How many mL of 0.125 M Cr3+ must be reacted with 12.00 mL of 0.200 M MnO4- if the redox products are CrO42- and Mn2+?

First, write and balance the redox reaction:

Cr3+ + MnO4- → Mn2+ + CrO42-

To balance this reaction, we will use the half-reaction method:

Oxidation half-reaction: Cr3+ → CrO42- + 3e-
Reduction half-reaction: MnO4- + 5e- → Mn2+

Balance the oxygen atoms by adding water molecules:

Cr3+ + 4H2O → CrO42- + 8H+ + 3e-
MnO4- + 8H+ + 5e- → Mn2+ + 4H2O

Balance the charges by adding electrons:

Cr3+ + 4H2O → CrO42- + 8H+ + 3e-
MnO4- + 8H+ + 5e- → Mn2+ + 4H2O

Multiply the oxidation half-reaction by 5 and the reduction half-reaction by 3 to balance the electrons:

5Cr3+ + 20H2O → 5CrO42- + 40H+ + 15e-
3MnO4- + 24H+ + 15e- → 3Mn2+ + 12H2O

Add the two half-reactions and simplify:

5Cr3+ + 3MnO4- + 8H2O → 5CrO42- + 3Mn2+ + 16H+

Now we can use stoichiometry to solve the problem.
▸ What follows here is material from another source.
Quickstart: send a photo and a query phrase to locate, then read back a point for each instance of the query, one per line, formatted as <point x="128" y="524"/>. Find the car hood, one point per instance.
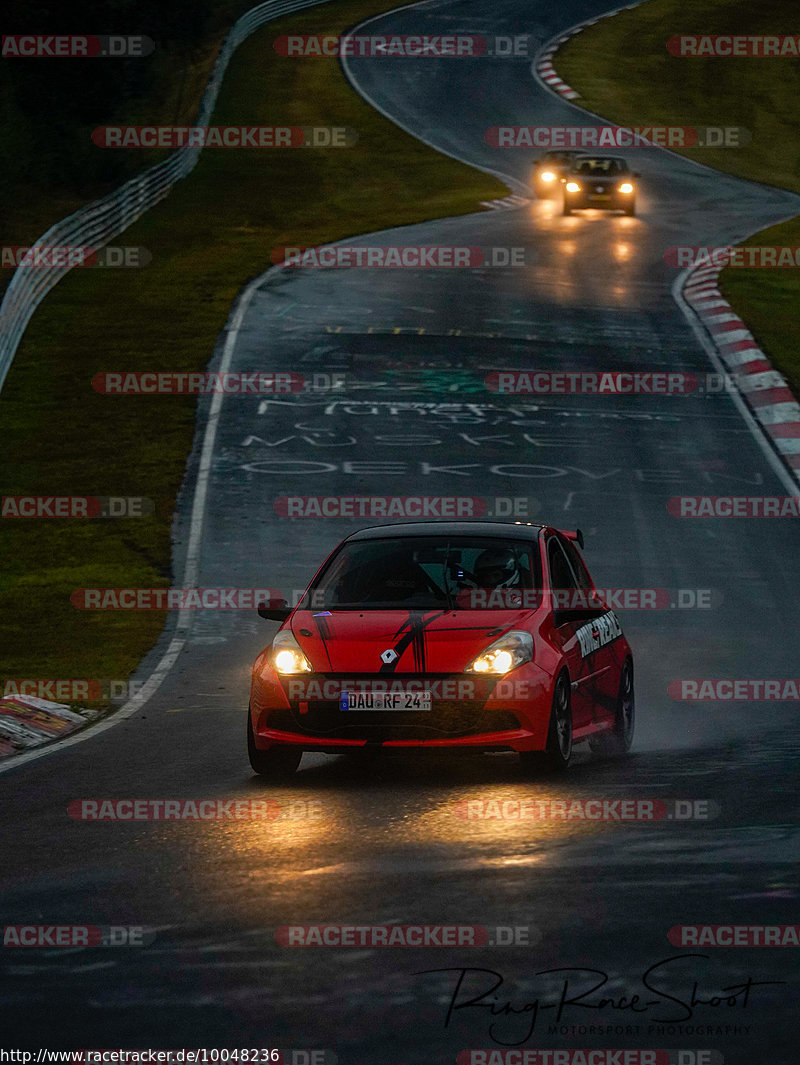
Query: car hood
<point x="424" y="641"/>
Moles of MnO4- = (0.200 mol/L) * (12.00 mL) * (1 L/1000 mL) = 0.00240 mol

From the balanced equation, the mole ratio of Cr3+ to MnO4- is 5:3.
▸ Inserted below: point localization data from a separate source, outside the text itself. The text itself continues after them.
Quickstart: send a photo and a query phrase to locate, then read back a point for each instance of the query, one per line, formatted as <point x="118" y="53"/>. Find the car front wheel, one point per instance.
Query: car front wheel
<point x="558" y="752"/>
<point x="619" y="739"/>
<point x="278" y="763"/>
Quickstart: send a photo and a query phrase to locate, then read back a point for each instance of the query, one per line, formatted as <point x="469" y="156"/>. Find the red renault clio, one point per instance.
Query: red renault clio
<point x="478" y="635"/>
Moles of Cr3+ = (0.00240 mol MnO4-) * (5 mol Cr3+/3 mol MnO4-) = 0.00400 mol

Volume of Cr3+ = (0.00400 mol) / (0.125 mol/L) = 0.0320 L = 32 mL

Therefore, 32 mL of 0.125 M Cr3+ must be reacted with 12.00 mL of 0.200 M MnO4-.